Women's history of inequality in a male-dominated society goes a long way. The first time that women exercised the right to vote was 19 September 1893 in New Zealand and much later in most other countries.
In 1910 a second International Conference of Working Women took place in Copenhagen, where the idea of having an International Women's Day was first born. A woman named Clara Zetkin advocated for the idea that a single day should be recognized by all women worldwide.
The first time International Women's Day was celebrated waa in 1911 and was a big success: "Meetings were organized everywhere in small towns and even the villages halls were packed so full that male workers were asked to give up their places for women. Men stayed at home with their children for a change, and their wives, the captive housewives, went to meetings"(International Women's Day)

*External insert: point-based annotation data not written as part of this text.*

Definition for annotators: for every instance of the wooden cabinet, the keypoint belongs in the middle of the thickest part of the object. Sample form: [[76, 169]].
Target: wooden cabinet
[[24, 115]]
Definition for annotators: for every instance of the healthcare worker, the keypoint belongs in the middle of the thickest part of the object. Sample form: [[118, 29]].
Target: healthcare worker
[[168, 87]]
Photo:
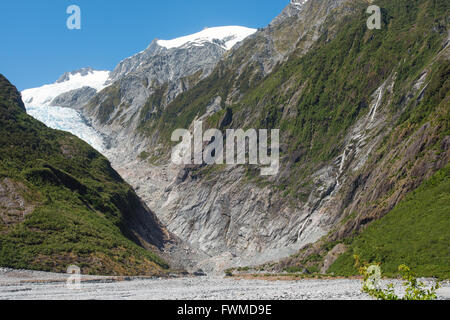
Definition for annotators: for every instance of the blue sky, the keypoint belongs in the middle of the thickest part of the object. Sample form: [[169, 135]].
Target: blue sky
[[36, 47]]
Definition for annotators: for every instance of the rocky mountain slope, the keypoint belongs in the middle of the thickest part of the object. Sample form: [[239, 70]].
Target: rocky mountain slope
[[358, 133], [363, 118], [61, 203]]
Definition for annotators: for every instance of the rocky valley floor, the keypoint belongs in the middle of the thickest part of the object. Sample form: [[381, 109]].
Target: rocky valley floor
[[32, 285]]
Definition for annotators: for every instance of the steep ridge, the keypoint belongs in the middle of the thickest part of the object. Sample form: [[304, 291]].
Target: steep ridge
[[142, 85], [363, 116], [358, 133], [61, 203]]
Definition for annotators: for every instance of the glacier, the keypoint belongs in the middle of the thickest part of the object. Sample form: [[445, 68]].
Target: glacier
[[70, 120]]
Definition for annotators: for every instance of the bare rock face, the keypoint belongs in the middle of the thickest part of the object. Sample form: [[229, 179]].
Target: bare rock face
[[332, 256], [224, 219]]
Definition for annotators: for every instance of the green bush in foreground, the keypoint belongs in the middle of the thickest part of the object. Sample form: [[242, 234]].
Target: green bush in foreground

"During International Women's Year in 1975, IWD was given official recognition by the United Nations and was taken up by many governments. International Women's Day is marked by a national holiday in China, Armenia, Russia, Azerbaijan, Belarus, Bulgaria, Kazakhstan, Kyrgyzstan, Macedonia, Moldova, Mongolia, Tajikistan, Ukraine, Uzbekistan and Vietnam."
Today, we take much of these accomplishments for granted, but it is a wonderful opportunity to recognize inequality when and where we still see it and speak for women in other parts of the world who are still a suppressed and neglected part of the society.
Dear ladies, do something special for yourself today and for other women in your life!